「悪役レスラー」「スイーツ好き」の二つの顔

 それでもなかなか芽が出ない日が続くなか、04年にリングネームを本名の真壁伸也から真壁刀義に変更します。「人一倍努力しても報われねぇ。それでも自分に言い訳することはせず、良いと思えるもんならなんでもやってやろうって思いだったね」。しかし翌05年にアキレス腱断裂の大ケガを追い戦線離脱を余儀なくされます。

 復帰に向けてトレーニングを重ねていたところ、再びきっかけとなる出来事が起こります。藤沢市での大会前にアップしていたところ、当時プロレス中継を担当していたテレビ朝日の音響担当者がやってきて、「やっと真壁さんに使ってもらえる入場曲が見つかったよ」と声をかけました。その曲こそ布袋寅泰がレッド・ツェッペリンの名曲をカバーした『IMMIGRANT SONG』でした。

 『移民の歌』という邦題が付いている原曲は、往年の悪役名選手であるブルーザー・ブロディの入場曲でもありました。06年にケガから復帰する際、そのスタイルを真似て首に鉄製のチェーンを巻いて出場します。そしてフィニッシュホールドも、ブロディの必殺技だったキングコングニードロップを使い始めました。トップロープに上ってジャンプし、倒れている相手にヒザを叩きつけるシンプルな技です。現在も続くこうしたスタイルは、単にブロディを真似たわけではなく、真壁さんの信念に基づく行動だったそうです。「当時のプロレスは行き着くところまで行っていて、かけた方がケガをするような複雑な技も増えててさ。でもそんなスポーツみたいなプロレスじゃつまんねぇじゃん。出し方によってはこんな技でもフィニッシュにもっていけるんだというところを見せつけたくて、キングコングニードロップをパクったね」。

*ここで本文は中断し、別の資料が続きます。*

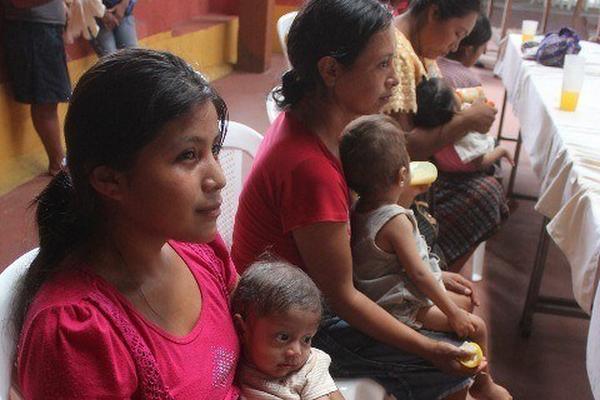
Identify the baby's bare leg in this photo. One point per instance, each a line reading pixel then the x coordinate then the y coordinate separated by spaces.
pixel 434 319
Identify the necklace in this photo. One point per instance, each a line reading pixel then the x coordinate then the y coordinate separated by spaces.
pixel 143 296
pixel 140 291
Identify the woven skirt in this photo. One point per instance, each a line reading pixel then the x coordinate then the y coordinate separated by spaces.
pixel 469 208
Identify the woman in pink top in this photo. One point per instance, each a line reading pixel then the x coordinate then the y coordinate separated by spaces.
pixel 128 297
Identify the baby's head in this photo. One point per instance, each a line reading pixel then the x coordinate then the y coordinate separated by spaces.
pixel 474 44
pixel 277 310
pixel 374 155
pixel 436 103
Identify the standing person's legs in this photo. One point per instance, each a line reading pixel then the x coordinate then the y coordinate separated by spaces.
pixel 46 123
pixel 125 34
pixel 39 76
pixel 104 43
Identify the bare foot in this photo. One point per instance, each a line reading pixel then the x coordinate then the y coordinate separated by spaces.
pixel 485 388
pixel 56 167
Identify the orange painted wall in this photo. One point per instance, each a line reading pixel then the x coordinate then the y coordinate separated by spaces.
pixel 152 16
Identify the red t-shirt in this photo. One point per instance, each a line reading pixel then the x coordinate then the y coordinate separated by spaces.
pixel 295 181
pixel 70 349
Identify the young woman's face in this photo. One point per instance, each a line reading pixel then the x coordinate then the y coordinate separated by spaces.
pixel 439 37
pixel 366 86
pixel 174 189
pixel 278 345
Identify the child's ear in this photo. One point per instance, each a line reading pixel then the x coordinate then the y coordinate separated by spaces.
pixel 239 323
pixel 107 181
pixel 403 177
pixel 468 51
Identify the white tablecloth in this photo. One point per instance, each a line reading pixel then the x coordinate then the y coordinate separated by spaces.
pixel 565 153
pixel 564 148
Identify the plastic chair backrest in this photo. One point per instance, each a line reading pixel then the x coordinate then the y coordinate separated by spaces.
pixel 272 110
pixel 240 140
pixel 283 27
pixel 8 280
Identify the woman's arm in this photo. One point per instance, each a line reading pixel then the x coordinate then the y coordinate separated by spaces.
pixel 325 250
pixel 423 142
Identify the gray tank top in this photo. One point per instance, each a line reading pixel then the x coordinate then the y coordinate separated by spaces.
pixel 378 274
pixel 52 12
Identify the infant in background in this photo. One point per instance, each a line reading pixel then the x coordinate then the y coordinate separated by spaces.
pixel 277 310
pixel 436 105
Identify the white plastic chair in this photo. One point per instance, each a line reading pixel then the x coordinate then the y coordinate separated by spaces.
pixel 8 279
pixel 272 110
pixel 362 389
pixel 283 27
pixel 478 259
pixel 240 140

辛いエピソードもユーモアを絡めて披露する真壁さん。「笑い事じゃねぇんだよ!」と笑う声が何回か響きました
辛いエピソードもユーモアを絡めて披露する真壁さん。「笑い事じゃねぇんだよ!」と笑う声が何回か響きました

 自分の理想とするプロレスを追求するために、あえて悪役レスラーに転進したのもこの頃です。当時、会社を挙げて売り出していたのは、中邑真輔選手や棚橋弘至選手といったフレッシュ感のあるレスラーでした。両者とも今では日本を代表する選手ですが、当時の真壁さんには不満があったようです。「(ファイトが)キレイすぎてつまんなかったの。スポーツライクなプロレスを見て誰が喜ぶんだよって。心が震えるようなプロレスって、ハートの戦いだろうって。だから、先輩を全部引きずりおろして、中邑、棚橋は敵(かたき)と思うくらい本気でやってやろうって」。会社がプッシュしている2人とはあえて反対の路線をとって“てっぺん”を目指す。根底にあるのは、やはり「負けてたまるか」の気持ち。真壁流の“あきらめねぇ心”は、反骨心が原動力となったようです。

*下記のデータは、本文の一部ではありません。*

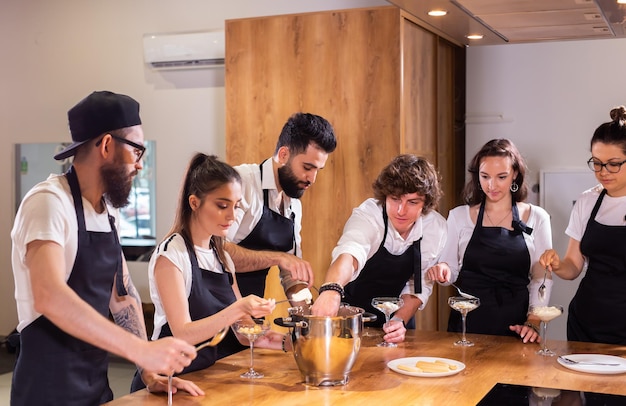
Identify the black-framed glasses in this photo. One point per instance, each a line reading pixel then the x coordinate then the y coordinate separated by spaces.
pixel 611 167
pixel 139 150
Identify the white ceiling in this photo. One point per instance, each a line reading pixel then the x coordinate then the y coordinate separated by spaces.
pixel 519 21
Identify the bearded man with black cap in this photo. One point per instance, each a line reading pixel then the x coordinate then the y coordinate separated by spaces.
pixel 70 272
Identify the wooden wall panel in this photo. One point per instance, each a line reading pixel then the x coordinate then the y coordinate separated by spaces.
pixel 419 94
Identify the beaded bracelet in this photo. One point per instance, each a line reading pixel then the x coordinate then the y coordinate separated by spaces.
pixel 283 343
pixel 332 286
pixel 531 325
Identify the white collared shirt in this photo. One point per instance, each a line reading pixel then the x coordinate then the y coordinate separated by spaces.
pixel 252 203
pixel 364 231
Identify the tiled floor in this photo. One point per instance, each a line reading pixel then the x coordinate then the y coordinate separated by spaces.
pixel 120 376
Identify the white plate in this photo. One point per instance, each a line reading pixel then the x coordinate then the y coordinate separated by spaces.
pixel 595 369
pixel 393 365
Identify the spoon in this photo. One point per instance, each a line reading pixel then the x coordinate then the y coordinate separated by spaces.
pixel 215 340
pixel 465 295
pixel 542 288
pixel 219 336
pixel 571 361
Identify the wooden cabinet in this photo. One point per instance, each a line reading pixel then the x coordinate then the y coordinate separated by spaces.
pixel 387 85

 その後真壁さんは、日本の選手としては珍しい悪役の人気レスラーとして名を上げていきます。10年5月には宿敵の王者・中邑選手に勝利し日本のプロレスの最高峰とも言えるIWGPヘビー級王座を獲得しました。“スイーツ真壁”として知名度が上がってからも、持ち前の破天荒さはそのままに、親しみやすいキャラクターとトークの軽妙さで、唯一無二の地位を確立しているのはご存知のとおりです。

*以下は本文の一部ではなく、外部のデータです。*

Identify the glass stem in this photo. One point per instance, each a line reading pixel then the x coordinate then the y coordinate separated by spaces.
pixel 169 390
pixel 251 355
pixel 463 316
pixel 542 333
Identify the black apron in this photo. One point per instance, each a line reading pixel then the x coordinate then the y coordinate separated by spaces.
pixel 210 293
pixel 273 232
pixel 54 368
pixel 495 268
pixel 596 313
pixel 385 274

 そんな真壁さんからは、スイーツとの上手な付き合い方のお話もありました。モンブランが大好物という真壁さんは、カロリーをどう消費するかに常に気を配っているそうです。なかでも効果的なのが「散歩」とのこと。20~30分でもかまわないので、じわっと汗をかくくらいにウォーキングすることが大事だと話します。

 45分一本勝負がいよいよフィニッシュに差しかかったとき、真壁さんは「あともう一つ、君たちにいいたいことはあるんだわ。一番大事なこと」と、客席に向かって語り始めました。

「あのね、物事を最後まで貫くには、意気込みだけでは絶対できないからね。自分が努力してきたものを、完全に自分のものにして、下準備してから挑んでください。そうしたらね、間違いなく貫くことができるから。例えば新日本プロレスでいうならきちんとトレーニングをしてから試合に挑むってこと。練習がなかったら、いい試合は絶対に生まれないから。わかる? みんな、これから夢に向かっていくだろ? 夢って、年齢関係ねぇから、絶対あるはずなんだよね。それをかなえるための準備として、必ずしておくべきは努力。努力は絶対にうそつかねぇから。以上です」

 万雷の拍手を浴びながらセッション会場を後にすると、さまざまブースが立ち並ぶ展示会場に足を向けました。飲食系のブースを次々にじゅうたん爆撃し、最後は、イケメンからの“壁ドン”も経験。途中、記念写真のリクエストにも気さくに答え、会場を大きいに盛り上げてくれました。